Piggot, his face bright, spoke up. “I must confess, Mr. Peebles, to a fondness for the sashweight attached by a thin steel wire to the works of a grandfather’s clock,” said Piggot; “as utilized (in the Accused’s novel of detection, Murder In The Fens) by Murgatroyd, the butler at Fen House — who was, of course, really Sir Ethelred’s scapegrace cousin, Percy, disguised by a wig and false paunch. I recall that when I was in the service of Lord Alfred Strathmorgan, his lordship read that meretricious work and thereafter was wont to prod me quite painfully in my abdominal region, and to inquire, with what I considered a misplaced jocularity, if my paunch were real! Yes, I favor the sash-weight and the thin steel wire.”
Peebles nodded, judiciously. “Your suggestion, Mr. Piggot, while by no means devoid of merit, has a — shall I say — a certain degree of violence, which I should regret having to utilize so long as an alternative—”
“ I would like to ask the opinion of the gentlemen here assembled,” said Blenkinsop, “as to what they would think of a swift-acting, exotic Indonesian poison which, being of vegetative origin, leaves no trace; to be introduced via a hollowed corkscrew into a bottle of Mouton Rothschild’12? Needless to say, I refer to the Accused’s trashy novel The Vintage Vengeance . In that book the profligate Sir Athelny met his end at the hands of the butler, Bludsoe, whose old father’s long-established wine and spirits business was ruined when the avaricious Sir Athelny cornered the world’s supply of corks — thus occasioning the elder Bludsoe’s death by apoplexy. The late Clemantina, Dowager Duchess of Sodor and Skye, who was quite fond of her glass of wine, used frequently to tease me by inquiring if I had opened her bottle with a corkscrew of similar design and purpose; and I am not loath to confess that this habit of Her Grace’s annoyed me exceedingly.”
“The court can well sympathize with you in that, Mr. Blenkinsop.” The Great Pantry hummed with a murmur of accord.
Blenkinsop swallowed his chagrin at this memory, nodded his thanks for the court’s sympathy, and then said smoothly, “Of course we could not force the Accused to drink without rather a messy scene, but I have hopes he would feel enough sense of noblesse oblige to quaff the fatal beverage Socraticlike, so to speak.”
Stirrup wiped his mouth with his free hand. “While I should be delighted, under ordinary circumstances,” he said, “to drink a bottle of Mouton Rothschild ’12 I must inquire if you have on hand such an item as a swift-acting, exotic Indonesian poison, which, being of vegetative origin, leaves no trace? Frankly, I have neglected to bring mine.”

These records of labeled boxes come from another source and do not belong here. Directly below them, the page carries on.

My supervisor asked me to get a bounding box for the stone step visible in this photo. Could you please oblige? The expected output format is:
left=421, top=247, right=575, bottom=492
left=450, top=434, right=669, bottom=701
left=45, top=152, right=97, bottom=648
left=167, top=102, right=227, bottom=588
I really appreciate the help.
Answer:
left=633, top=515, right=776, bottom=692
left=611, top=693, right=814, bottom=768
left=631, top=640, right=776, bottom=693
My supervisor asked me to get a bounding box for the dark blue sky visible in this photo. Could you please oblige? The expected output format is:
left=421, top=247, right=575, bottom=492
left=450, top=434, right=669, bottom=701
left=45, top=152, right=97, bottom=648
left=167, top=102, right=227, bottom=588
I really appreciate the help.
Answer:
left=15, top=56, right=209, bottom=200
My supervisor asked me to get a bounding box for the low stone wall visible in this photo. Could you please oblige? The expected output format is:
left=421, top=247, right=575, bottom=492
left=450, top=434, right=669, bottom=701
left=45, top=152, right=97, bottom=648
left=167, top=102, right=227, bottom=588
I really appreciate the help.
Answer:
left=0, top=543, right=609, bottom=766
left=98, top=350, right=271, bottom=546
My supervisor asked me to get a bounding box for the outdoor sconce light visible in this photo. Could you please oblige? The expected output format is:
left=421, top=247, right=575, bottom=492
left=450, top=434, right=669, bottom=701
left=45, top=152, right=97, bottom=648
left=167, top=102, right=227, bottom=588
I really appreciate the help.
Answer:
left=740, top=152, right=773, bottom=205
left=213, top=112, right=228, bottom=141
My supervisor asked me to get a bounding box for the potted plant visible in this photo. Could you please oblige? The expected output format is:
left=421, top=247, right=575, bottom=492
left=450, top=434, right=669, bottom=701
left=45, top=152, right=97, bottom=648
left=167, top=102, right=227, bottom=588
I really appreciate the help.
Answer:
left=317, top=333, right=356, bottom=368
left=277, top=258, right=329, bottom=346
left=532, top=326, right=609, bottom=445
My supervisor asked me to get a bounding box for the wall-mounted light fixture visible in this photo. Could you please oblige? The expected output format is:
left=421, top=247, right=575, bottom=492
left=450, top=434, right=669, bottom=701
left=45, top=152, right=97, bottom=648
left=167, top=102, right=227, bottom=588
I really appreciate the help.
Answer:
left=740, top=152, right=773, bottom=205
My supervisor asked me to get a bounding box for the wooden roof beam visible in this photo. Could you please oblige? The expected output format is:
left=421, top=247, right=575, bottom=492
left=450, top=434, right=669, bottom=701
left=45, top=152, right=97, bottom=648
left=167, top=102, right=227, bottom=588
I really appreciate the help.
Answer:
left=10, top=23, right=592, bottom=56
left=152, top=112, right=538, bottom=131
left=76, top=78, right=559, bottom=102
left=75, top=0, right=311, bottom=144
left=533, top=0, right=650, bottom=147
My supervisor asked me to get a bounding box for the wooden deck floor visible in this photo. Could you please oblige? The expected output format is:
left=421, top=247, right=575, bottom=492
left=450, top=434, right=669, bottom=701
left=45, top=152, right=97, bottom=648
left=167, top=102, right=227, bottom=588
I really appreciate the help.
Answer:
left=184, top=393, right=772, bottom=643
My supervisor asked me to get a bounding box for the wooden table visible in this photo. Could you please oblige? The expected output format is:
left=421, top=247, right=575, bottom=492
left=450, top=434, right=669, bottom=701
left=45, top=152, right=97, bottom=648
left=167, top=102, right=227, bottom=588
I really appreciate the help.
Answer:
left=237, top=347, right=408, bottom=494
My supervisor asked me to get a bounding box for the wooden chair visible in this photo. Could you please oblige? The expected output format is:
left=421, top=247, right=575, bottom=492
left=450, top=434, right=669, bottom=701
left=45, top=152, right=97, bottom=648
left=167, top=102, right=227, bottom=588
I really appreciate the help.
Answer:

A mutter of disappointment was followed by a further consultation of the assembled butlers, but no sooner had they begun when a shot rang out, there was a shattering of glass, and O’Donnell fell forward. Richards turned him over; there was a bullet hole in the exact center of his forehead. Everyone’s eyes left Stirrup; his captor’s grip perceptibly loosened. Stirrup broke away, snatched up the poker, smashed the window and, jumping forward onto the terrace, ran for his life.
He reached the road just in time to see the headlights of an automobile moving away. “Help!” he shouted. “Help! Help!”
The car went into reverse, came back to him. Two men emerged.
“Oh, a stranger,” said the driver. He was a man with long gray hair, clad neatly, if unconventionally, in golf knickers, deerstalking cap, and smoking jacket.